Patients with dissociative amnesia benefit from psychotherapy by working through the traumatic event. Although somewhat controversial, given the fact that many recovered memories of childhood sexual abuse have proven to be false, hypnosis may also be used to help patients recall lost memories of past events.[33] Hypnosis, as well as other meditative techniques, can help to relax the patient thereby relieving stress and making memories more accessible. A similar result may be achieved through interviewing under sedation, possibly using cues to guide the patient.[33]

Dementia

Patients with Alzheimer’s disease or other dementia benefit from certain medications as well as from behavioural interventions.

Medications: Medications for Alzheimer’s disease are prescribed to improve memory, attention, reason, language and the ability to perform simple tasks.
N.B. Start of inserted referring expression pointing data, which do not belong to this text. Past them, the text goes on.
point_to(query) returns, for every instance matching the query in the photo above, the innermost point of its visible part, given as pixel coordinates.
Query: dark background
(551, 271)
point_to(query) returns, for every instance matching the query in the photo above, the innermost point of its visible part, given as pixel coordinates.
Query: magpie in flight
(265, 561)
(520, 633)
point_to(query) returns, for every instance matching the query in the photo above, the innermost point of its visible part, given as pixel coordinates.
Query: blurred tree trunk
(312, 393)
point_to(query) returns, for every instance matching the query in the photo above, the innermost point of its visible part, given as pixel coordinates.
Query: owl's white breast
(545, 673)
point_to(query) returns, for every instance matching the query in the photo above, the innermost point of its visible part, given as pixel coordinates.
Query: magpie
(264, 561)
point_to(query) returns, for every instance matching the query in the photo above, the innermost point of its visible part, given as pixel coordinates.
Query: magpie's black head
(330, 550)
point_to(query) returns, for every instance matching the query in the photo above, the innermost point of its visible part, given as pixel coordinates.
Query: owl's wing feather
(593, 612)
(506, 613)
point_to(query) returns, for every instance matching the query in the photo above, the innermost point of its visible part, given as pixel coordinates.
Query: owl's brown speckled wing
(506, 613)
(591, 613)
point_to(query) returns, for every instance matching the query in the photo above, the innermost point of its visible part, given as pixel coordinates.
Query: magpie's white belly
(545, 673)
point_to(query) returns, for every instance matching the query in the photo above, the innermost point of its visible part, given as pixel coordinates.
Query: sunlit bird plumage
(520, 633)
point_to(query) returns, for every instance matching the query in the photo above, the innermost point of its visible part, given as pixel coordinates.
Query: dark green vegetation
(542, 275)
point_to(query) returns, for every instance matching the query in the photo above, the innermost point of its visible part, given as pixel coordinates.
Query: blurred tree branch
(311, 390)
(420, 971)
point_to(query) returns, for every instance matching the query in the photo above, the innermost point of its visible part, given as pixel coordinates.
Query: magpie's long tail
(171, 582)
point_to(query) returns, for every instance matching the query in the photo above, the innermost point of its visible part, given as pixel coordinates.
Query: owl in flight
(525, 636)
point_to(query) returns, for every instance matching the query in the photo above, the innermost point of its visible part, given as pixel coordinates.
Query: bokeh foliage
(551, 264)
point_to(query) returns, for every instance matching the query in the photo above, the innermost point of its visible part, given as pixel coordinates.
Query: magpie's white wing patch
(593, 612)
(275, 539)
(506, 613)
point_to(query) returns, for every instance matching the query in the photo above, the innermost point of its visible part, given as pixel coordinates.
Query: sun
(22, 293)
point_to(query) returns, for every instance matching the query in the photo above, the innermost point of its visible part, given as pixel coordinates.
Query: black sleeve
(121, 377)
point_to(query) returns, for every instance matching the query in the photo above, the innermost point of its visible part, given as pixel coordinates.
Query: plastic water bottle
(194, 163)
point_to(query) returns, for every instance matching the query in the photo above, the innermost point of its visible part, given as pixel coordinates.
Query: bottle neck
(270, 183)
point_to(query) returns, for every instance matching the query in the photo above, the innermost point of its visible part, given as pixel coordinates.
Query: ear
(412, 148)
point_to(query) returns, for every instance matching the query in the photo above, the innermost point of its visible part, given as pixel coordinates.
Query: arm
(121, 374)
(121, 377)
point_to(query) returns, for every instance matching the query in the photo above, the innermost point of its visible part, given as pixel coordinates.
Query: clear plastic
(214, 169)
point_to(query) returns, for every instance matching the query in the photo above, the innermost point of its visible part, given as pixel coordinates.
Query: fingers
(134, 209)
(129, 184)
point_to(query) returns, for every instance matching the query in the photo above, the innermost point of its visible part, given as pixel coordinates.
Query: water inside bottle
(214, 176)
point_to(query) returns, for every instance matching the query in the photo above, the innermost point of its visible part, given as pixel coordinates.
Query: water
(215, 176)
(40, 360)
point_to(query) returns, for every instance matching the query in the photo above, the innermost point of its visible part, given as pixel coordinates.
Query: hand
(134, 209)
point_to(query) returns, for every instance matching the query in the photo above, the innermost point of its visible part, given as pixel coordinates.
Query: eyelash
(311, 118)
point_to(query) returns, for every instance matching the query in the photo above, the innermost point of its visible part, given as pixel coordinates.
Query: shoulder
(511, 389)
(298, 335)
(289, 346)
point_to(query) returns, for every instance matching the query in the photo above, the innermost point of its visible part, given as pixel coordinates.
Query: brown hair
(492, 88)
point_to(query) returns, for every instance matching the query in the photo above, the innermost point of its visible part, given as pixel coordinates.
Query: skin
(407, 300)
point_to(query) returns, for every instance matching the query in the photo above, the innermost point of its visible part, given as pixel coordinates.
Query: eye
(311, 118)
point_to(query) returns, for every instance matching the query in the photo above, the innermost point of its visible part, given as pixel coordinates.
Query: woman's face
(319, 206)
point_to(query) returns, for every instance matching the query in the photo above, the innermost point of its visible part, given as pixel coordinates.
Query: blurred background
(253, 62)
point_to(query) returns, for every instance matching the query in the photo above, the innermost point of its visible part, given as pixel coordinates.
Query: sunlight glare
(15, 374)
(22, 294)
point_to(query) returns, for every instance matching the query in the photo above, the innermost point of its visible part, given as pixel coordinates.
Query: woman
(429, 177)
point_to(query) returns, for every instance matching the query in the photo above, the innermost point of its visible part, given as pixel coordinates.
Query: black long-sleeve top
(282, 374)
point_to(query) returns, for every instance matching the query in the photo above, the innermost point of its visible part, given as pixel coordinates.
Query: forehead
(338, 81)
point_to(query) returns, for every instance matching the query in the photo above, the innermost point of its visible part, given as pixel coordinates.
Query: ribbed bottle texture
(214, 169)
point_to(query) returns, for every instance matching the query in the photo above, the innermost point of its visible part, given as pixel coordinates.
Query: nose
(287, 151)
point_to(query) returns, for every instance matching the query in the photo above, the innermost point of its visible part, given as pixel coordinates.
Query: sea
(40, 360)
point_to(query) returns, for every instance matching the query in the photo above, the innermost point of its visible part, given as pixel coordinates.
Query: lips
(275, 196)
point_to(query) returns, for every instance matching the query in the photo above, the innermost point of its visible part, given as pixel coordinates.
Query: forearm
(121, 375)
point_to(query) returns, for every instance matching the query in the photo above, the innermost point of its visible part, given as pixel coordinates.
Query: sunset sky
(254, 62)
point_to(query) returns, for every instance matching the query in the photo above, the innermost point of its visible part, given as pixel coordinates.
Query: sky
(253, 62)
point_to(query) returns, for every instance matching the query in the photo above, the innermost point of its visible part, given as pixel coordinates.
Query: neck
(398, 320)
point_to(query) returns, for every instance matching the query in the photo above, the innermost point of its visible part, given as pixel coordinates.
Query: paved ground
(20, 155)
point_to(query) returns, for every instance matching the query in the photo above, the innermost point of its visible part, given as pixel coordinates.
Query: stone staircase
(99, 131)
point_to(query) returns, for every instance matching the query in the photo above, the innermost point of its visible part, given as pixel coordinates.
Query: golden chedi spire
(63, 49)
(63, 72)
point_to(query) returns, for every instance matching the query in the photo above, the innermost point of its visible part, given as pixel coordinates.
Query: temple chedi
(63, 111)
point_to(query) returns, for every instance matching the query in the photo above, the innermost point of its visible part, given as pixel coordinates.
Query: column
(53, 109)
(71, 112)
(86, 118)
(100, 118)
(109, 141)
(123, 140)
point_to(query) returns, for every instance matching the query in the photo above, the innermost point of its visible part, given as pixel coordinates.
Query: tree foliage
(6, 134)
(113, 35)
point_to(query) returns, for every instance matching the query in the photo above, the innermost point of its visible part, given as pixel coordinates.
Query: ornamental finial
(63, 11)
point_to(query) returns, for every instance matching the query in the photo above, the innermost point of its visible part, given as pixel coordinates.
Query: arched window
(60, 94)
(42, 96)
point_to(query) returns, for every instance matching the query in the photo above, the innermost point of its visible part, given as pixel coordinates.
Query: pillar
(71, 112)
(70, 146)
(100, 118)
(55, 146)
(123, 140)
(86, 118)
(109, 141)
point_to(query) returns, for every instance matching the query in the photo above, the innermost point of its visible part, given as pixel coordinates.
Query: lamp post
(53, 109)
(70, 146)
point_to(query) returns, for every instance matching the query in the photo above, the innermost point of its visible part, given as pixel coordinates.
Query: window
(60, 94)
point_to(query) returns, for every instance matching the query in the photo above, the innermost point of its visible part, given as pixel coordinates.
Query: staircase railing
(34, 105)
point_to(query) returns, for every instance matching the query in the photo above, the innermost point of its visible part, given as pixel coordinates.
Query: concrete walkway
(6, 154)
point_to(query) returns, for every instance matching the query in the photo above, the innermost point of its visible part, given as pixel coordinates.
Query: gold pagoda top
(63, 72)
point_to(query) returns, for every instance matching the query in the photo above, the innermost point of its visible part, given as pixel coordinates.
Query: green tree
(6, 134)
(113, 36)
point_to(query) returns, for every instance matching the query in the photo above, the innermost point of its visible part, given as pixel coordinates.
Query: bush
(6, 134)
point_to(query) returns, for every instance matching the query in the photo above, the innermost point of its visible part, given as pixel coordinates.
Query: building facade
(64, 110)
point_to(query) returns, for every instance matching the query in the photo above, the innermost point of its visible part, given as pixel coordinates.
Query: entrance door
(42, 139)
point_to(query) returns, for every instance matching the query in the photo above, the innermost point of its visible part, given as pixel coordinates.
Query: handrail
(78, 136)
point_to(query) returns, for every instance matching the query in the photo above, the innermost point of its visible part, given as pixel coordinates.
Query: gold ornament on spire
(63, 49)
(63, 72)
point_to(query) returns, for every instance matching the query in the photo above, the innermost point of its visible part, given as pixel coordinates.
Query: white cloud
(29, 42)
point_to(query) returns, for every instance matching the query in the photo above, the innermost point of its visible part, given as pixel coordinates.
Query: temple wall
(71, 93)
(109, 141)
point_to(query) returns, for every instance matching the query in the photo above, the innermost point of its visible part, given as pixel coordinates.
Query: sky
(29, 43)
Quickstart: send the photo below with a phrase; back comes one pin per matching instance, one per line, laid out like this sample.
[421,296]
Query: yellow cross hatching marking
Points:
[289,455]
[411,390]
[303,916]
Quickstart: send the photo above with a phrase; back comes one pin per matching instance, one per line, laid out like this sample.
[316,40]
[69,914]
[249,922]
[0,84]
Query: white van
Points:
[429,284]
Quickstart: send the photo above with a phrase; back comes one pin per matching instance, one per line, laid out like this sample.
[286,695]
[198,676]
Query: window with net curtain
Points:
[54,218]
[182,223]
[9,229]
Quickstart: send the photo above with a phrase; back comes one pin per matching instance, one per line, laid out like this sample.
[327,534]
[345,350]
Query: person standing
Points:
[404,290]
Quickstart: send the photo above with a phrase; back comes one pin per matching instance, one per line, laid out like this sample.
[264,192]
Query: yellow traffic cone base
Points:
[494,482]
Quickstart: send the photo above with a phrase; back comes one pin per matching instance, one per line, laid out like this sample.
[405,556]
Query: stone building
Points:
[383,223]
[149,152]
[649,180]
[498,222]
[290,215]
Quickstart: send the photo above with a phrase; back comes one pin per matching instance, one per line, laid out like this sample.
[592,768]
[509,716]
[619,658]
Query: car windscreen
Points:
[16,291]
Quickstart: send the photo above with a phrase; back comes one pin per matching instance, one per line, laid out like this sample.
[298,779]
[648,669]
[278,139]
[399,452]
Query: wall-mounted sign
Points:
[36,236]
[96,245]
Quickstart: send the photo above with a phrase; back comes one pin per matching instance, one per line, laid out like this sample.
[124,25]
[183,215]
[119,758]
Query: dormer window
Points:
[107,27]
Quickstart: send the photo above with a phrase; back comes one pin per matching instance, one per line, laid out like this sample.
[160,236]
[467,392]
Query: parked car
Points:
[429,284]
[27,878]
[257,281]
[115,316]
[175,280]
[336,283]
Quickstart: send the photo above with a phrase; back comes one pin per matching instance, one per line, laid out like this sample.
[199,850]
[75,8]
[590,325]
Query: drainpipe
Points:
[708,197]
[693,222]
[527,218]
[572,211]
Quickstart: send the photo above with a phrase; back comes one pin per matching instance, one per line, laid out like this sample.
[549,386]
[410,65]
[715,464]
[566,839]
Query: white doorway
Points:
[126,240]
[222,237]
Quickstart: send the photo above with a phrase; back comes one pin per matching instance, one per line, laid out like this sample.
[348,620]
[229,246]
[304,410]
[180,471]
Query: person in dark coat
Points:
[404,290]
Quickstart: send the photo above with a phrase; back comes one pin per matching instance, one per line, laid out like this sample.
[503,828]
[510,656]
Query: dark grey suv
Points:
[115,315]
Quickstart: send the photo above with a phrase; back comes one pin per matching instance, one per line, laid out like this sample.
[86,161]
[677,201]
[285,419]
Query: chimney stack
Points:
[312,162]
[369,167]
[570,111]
They include cholinesterase inhibitors such as donepezil (Aricept), rivastigmine (Exelon), and galantamine. Memantine is reserved for the treatment of moderate to severe Alzheimer’s disease.[34]

Behavioural interventions. Behavioural strategies in patients intended to simplify and stabilise their environment include creating predictable routines, avoiding sensory overload, and labeling items in the environment. Reality orientation has also been shown to improve cognition when accompanied by medication. It is an approach where the environment, including dates, locations, and current surroundings, is frequently pointed out and woven into the conversations with the person who has dementia.[35]